Monday, September 19, 2011

the people who change our lives

The person who pushed me into learning to jump and thereby changed my life died this week.
His name was Ron Medina.  In 1995 we were working for a government contractor on the night shift.  I stopped by his post and was chatting with him about horses.  I was surprised to find that he was showing that weekend, doing the A/Os at the Colorado Classic.  I did not know that he rode English, jumped and was doing the Hunters.  Ron was the least likely person that you would pick to be a rider, judging by his appearance.  He was a Master of several martial arts, enjoyed weight lifting and was basically built like a fire plug and not a very tall fireplug.  Not what you would expect on the back of a Hunter.  He told me that he had just taken up jumping a few years earlier and was addicted to it.  I whined a little about how old I was and how I had always wanted to learn to jump but I thought you needed to start young, all the time looking at this very unlikely adult, not young, rider who was having a blast jumping.  Apparently I whined too much because the next week he made an appointment for me with a jump instructor.  That lesson was cancelled due to weather (WAY below zero) but the way Ron kept after me I knew that I had to reschedule it.
So, in that way I met Dion Dana, who leased me Shorty and years later sold me Scotty.
My life, focus, interests, friends and possessions (horses) took a dramatic turn and I never looked back.   A truly addicted horseman, when Ron's horse had age and miles related problems and stopped jumping he took up driving.  Not driving as in, the local parade driving.  Nope - driving as in Combined Driving with emphasis on the cross country part.  He always tried to talk me into trying this, but the idea of sitting in a cart behind a TB was more terrifying to me than any fence.
Ron died of a massive heart attack last week.  He will be missed by many people including me.


  1. I'm so sorry for your loss. He sounds like a truly wonderful and inspirational person. As long as you keep his memory alive he will never really be gone, he will continue to inspire others through your memories of him.

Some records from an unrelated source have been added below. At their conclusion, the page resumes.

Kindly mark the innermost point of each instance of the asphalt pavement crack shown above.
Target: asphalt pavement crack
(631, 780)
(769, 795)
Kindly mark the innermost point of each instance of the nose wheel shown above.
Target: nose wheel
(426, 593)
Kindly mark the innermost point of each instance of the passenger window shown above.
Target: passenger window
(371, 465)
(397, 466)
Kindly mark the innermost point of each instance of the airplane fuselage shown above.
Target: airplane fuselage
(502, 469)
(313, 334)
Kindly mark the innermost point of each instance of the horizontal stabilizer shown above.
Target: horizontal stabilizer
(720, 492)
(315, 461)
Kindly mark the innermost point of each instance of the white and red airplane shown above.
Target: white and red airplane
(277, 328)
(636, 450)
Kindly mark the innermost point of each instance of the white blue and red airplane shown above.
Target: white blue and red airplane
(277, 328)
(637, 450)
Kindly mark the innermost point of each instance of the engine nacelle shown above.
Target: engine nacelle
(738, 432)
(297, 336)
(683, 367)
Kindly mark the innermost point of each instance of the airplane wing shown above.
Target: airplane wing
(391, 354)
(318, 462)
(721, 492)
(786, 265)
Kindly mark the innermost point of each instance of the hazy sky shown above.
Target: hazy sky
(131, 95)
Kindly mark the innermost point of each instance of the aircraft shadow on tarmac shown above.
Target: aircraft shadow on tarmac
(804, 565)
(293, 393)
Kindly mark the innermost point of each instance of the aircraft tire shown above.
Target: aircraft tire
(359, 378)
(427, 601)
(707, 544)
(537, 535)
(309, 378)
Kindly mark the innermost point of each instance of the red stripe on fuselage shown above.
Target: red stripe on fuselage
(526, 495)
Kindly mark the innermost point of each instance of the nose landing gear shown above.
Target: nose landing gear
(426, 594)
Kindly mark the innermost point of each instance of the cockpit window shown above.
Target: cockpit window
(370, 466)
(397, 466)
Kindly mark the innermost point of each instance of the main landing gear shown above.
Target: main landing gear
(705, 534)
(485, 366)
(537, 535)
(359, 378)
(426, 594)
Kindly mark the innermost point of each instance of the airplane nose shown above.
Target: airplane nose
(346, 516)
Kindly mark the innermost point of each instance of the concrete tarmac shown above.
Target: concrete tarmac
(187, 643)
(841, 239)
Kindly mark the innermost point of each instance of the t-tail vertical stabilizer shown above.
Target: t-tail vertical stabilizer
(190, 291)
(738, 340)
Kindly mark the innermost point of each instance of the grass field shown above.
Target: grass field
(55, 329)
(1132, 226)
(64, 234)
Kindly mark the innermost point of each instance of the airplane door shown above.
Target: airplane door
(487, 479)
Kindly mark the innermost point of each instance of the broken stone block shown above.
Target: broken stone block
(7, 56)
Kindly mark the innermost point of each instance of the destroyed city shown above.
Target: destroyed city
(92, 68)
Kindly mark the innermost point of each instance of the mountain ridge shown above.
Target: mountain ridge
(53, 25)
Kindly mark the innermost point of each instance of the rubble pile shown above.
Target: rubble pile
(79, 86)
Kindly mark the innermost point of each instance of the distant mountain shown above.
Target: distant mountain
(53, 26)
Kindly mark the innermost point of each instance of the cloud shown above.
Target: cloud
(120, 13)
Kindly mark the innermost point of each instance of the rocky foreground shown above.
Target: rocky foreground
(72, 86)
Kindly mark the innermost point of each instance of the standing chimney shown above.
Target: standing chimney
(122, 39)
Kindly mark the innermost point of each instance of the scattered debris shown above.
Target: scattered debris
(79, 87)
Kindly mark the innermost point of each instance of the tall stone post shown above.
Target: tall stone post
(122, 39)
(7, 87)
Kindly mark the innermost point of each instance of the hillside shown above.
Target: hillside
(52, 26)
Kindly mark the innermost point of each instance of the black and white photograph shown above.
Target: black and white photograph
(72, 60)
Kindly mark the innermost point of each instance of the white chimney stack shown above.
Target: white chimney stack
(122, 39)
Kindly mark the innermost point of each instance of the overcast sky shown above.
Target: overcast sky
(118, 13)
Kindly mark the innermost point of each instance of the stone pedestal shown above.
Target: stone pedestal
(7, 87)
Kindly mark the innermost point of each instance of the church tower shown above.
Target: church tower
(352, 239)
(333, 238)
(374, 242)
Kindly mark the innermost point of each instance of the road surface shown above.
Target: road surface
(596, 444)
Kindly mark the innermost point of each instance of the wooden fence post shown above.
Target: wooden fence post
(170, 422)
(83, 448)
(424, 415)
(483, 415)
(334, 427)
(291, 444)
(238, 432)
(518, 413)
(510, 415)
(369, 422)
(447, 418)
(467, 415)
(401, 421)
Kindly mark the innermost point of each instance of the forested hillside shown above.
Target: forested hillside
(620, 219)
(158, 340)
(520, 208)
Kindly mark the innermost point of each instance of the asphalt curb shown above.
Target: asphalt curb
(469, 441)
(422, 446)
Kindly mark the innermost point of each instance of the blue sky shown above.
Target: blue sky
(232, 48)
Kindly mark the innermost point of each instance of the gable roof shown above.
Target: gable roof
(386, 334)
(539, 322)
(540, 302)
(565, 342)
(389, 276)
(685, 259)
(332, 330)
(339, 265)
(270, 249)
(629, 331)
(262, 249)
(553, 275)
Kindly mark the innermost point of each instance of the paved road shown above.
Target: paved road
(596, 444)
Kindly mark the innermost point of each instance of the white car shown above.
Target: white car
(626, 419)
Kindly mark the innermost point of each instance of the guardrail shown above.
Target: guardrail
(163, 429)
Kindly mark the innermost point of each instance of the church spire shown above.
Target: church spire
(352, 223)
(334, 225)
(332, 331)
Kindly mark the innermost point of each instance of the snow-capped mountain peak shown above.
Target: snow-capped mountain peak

  2. I'm very sorry. He sounds like an interesting and enthusiastic person.

  3. I'm sorry to hear about the loss of your friend/inspiration. That was so nice of you to write a little tribute to him.

  4. How fortunate you were to have experienced his friendship. I am sorry for your loss.

  5. A beautiful, personal tribute. Sounds like he will be missed by many. :)

  6. My condolences; he sounds like a fantastic person, and a wonderful friend.